Along with his girlfriend and business partner, Lori Miller, Anthony Hinckley aims to run a business that makes a difference. Nowhere to Land opened in November 2012 at 414 E. Seventh St. It carries furniture, vintage items and more. It also has a free library. In May, Hinckley began a community food drive with other local businesses. People who donate at the store are entered into a drawing for a gift basket. The winner will be announced Aug. 1. For more about the shop visit nowheretoland.com.

What does Nowhere to Land mean?

It kind of fits our personalities—we're always kind of moving every couple years. And I think it also fits the store itself. It's just kind of a junk shop where a lot of pieces come in that have nowhere to land until someone buys them.

Do all the pieces and objects that you sell have a back story?

Some of the pieces have back stories because we kind of have to go everywhere to get our stuff, from flea markets and swap meets. We go to thrift stores; we put up ads; we'll tell people we'll come buy their junk. We get a lot of stuff from a lot of people that have moved on and are now, well, dead, basically. So some of the objects or some of the pieces definitely have back stories.

And you have handmade items too?

(Lori Miller) repurposes a lot of furniture. She makes notebooks out of old vintage record covers. She does everything from the magnets to ... book flowers. She'll take old books or old comic books, sheet music, maps, and then she'll turn them into flowers.

Why did you choose to have a free library?

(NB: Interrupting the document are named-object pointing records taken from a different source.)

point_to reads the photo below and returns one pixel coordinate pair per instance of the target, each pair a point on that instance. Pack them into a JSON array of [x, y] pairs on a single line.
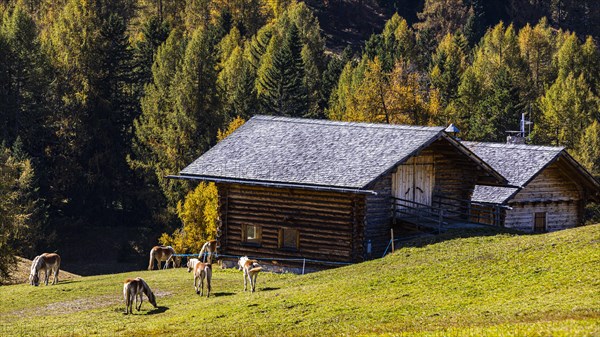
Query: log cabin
[[330, 191], [548, 189]]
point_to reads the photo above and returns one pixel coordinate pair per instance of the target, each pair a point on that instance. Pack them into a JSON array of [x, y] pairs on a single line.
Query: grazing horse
[[192, 264], [46, 262], [210, 248], [163, 253], [202, 271], [251, 269], [134, 289]]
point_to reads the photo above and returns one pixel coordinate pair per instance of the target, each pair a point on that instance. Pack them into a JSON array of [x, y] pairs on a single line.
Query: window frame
[[257, 241], [537, 215], [281, 238]]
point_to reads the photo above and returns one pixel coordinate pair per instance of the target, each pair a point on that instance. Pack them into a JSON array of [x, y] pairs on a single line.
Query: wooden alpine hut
[[330, 191], [549, 188]]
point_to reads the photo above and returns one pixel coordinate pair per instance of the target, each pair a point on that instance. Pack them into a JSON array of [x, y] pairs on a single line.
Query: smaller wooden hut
[[549, 188]]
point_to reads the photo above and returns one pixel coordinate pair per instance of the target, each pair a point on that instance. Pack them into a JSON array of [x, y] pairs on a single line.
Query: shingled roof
[[519, 163], [311, 152]]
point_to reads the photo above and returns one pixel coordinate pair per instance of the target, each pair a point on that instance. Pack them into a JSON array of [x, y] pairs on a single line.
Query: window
[[539, 224], [289, 238], [251, 234]]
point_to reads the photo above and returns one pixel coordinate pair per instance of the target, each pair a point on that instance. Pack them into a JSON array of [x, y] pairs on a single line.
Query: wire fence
[[303, 260]]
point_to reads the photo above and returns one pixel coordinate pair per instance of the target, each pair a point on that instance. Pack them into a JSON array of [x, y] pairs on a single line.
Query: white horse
[[46, 262], [251, 269], [134, 289], [210, 248], [202, 271], [163, 253]]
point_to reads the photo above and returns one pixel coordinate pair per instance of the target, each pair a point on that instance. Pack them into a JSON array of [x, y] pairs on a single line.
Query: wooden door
[[414, 181]]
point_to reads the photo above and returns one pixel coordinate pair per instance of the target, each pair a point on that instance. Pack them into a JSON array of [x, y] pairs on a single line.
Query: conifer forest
[[100, 100]]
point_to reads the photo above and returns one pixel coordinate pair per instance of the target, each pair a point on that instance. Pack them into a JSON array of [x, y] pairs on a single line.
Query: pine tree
[[236, 80], [588, 149], [474, 28], [25, 76], [22, 212], [568, 107], [282, 90], [448, 64], [258, 46], [152, 34], [151, 147], [441, 17], [498, 112]]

We want to run a business, but we also want to try to uplift the community around us. ... we're both book lovers and we decided that one of the coolest things would be just to ... sell books. But then also have a free library for people in the community who just want to come by, who don't have too much money in their pockets but, you know, want to read a book.

What prompted the summer food drive?

There's 110 businesses (in the Fourth Avenue Merchants Association.) My initial thing was to try to get every single one of the businesses on board and bring in at least 5 pounds of food a month (each). Because then we'd be bringing in over 500 pounds of food a month to the food bank, which I think is pretty freakin' amazing. But it's kind of been slow. May, we did OK. June was a bummer. My goal is to still try and get all the businesses on board with this.

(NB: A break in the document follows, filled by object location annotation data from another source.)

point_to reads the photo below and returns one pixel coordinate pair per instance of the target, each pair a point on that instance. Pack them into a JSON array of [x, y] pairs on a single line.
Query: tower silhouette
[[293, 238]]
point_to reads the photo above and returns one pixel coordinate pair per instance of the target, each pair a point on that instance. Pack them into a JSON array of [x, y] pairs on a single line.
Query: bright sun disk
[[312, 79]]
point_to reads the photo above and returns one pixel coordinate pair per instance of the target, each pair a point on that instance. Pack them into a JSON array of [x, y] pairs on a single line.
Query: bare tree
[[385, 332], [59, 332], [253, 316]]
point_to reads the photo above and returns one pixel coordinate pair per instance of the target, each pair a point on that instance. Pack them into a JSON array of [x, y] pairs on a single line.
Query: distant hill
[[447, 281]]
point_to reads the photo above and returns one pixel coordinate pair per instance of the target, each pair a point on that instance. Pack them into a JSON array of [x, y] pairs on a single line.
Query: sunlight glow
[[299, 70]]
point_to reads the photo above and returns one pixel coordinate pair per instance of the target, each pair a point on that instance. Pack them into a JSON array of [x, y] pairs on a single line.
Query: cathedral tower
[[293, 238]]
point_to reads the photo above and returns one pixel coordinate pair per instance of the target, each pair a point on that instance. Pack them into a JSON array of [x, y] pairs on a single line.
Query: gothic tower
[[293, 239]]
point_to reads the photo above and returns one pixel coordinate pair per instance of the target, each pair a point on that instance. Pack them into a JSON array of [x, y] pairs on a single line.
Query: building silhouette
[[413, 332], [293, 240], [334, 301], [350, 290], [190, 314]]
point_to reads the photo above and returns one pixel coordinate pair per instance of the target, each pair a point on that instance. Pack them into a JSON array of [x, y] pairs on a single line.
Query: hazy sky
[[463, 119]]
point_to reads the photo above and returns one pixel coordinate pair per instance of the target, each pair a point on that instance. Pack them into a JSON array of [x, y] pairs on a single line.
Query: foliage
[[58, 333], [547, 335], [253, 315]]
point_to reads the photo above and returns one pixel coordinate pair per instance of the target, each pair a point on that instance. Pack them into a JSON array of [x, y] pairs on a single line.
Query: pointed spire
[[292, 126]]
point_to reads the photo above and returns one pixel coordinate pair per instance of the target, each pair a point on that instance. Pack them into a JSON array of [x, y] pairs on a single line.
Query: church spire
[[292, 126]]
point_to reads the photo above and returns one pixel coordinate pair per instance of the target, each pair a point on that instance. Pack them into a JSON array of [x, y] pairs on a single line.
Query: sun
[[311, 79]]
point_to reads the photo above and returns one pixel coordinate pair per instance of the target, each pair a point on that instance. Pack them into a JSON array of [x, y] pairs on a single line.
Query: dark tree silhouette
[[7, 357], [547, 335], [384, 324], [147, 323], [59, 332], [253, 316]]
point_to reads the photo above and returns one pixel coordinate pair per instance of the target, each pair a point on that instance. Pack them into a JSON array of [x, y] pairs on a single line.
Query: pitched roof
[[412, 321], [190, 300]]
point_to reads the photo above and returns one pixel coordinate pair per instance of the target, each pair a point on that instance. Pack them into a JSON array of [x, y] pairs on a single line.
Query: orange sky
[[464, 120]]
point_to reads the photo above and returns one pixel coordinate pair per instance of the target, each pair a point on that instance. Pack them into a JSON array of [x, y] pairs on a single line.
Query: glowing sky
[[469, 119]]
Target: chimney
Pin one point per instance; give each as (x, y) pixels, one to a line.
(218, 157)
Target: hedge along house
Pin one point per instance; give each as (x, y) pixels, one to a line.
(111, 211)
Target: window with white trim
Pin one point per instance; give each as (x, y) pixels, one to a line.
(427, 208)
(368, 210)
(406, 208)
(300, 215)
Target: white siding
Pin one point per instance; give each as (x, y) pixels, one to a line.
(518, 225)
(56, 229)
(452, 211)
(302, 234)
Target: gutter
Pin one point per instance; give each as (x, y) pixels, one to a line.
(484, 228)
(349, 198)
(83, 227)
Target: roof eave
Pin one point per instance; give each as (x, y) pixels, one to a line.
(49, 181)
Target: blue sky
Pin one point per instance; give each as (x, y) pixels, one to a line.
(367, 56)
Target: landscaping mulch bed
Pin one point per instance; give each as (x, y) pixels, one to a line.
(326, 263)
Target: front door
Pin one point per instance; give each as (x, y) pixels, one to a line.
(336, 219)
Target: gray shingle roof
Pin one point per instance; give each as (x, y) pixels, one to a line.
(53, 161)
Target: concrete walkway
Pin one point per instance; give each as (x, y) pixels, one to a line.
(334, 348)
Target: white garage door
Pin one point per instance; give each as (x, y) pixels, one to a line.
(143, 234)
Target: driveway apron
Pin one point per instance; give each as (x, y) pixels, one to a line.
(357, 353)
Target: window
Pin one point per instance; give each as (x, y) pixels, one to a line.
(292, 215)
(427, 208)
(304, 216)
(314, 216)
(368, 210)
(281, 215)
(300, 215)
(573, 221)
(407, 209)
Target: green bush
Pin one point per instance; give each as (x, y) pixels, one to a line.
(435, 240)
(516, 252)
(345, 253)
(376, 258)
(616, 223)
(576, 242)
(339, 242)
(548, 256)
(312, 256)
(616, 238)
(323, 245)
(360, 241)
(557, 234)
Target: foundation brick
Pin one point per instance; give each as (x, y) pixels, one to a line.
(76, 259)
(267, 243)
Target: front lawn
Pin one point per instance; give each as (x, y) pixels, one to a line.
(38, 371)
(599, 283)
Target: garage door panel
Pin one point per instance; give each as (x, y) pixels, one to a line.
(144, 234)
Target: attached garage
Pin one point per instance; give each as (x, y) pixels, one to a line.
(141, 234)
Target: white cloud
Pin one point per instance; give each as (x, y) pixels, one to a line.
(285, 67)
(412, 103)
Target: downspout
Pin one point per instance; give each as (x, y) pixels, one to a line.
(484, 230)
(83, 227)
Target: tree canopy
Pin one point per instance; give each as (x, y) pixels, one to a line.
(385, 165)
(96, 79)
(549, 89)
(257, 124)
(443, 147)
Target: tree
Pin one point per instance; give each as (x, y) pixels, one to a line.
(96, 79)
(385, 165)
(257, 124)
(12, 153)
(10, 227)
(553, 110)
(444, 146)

Why do you feel like it's important for businesses to give back to their communities?

It's important for (business owners) to try to lift people up around them because then the whole community prospers. When you have a business, you put yourself in a position where I think you can do a lot more good. You can reach a lot more people. I mean, we can start a food drive out of my front door, but I honestly believe that doing it through a storefront, you're going to get a lot more attention.